# The Unapologetic Mathematician

## Product Measurable Spaces

Now we return to the category of measurable spaces and measurable functions, and we discuss product spaces. Given two spaces $(X,\mathcal{S})$ and $(Y,\mathcal{T})$, we want to define a $\sigma$-ring of measurable sets on the product $X\times Y$.

In fact, we’ve seen that given rings $\mathcal{S}$ and $\mathcal{T}$ we can define the product $\mathcal{S}\times\mathcal{T}$ as the collection of finite disjoint unions of sets $A\times B$, where $A\in\mathcal{S}$ and $B\in\mathcal{T}$. If $\mathcal{S}$ and $\mathcal{T}$ are $\sigma$-rings, then we define $\mathcal{S}\times\mathcal{T}$ to be the smallest monotone class containing this collection, which will then be a $\sigma$-ring. If $\mathcal{S}$ and $\mathcal{T}$ are $\sigma$-algebras — that is, if $X\in\mathcal{S}$ and $Y\in\mathcal{T}$ — then clearly $X\times Y\in\mathcal{S}\times\mathcal{T}$, which is thus another $\sigma$-algebra.

Indeed, $(X\times Y,\mathcal{S}\times\mathcal{T})$ is a measurable space.
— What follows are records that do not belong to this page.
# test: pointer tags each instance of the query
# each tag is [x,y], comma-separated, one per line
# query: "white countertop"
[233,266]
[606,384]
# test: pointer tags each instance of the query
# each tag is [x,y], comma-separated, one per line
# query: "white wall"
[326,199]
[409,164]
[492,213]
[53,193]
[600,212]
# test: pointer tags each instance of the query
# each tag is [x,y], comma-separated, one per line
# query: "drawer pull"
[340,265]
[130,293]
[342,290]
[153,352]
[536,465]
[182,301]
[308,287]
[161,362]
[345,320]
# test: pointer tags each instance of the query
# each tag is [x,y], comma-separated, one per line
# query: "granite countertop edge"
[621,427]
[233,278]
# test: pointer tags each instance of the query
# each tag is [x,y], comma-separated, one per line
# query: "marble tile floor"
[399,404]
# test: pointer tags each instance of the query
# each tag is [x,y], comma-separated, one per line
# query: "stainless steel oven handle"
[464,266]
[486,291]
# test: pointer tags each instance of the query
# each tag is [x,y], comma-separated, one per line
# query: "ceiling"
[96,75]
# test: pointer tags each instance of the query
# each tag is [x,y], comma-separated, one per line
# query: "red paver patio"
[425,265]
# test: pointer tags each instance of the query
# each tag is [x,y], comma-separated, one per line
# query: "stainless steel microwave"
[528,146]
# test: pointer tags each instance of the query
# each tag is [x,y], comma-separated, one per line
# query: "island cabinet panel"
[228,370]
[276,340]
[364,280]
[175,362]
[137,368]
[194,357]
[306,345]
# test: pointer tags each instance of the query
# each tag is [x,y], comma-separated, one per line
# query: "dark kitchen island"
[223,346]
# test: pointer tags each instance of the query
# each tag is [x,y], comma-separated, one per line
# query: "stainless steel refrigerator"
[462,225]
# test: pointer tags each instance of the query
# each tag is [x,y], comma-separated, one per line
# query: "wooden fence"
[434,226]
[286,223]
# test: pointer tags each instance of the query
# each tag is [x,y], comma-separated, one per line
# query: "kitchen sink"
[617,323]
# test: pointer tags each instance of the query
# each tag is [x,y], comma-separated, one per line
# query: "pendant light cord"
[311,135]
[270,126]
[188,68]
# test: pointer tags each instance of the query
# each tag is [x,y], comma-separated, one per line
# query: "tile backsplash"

The collection $\mathcal{S}\times\mathcal{T}$ is a $\sigma$-algebra, and every point is in some one of these sets. If $(x,y)\in X\times Y$, then $x\in A\in\mathcal{S}$ and $y\in B\in\mathcal{T}$, so $(x,y)\in A\times B\in\mathcal{S}\times\mathcal{T}$. But is this really the $\sigma$-algebra we want?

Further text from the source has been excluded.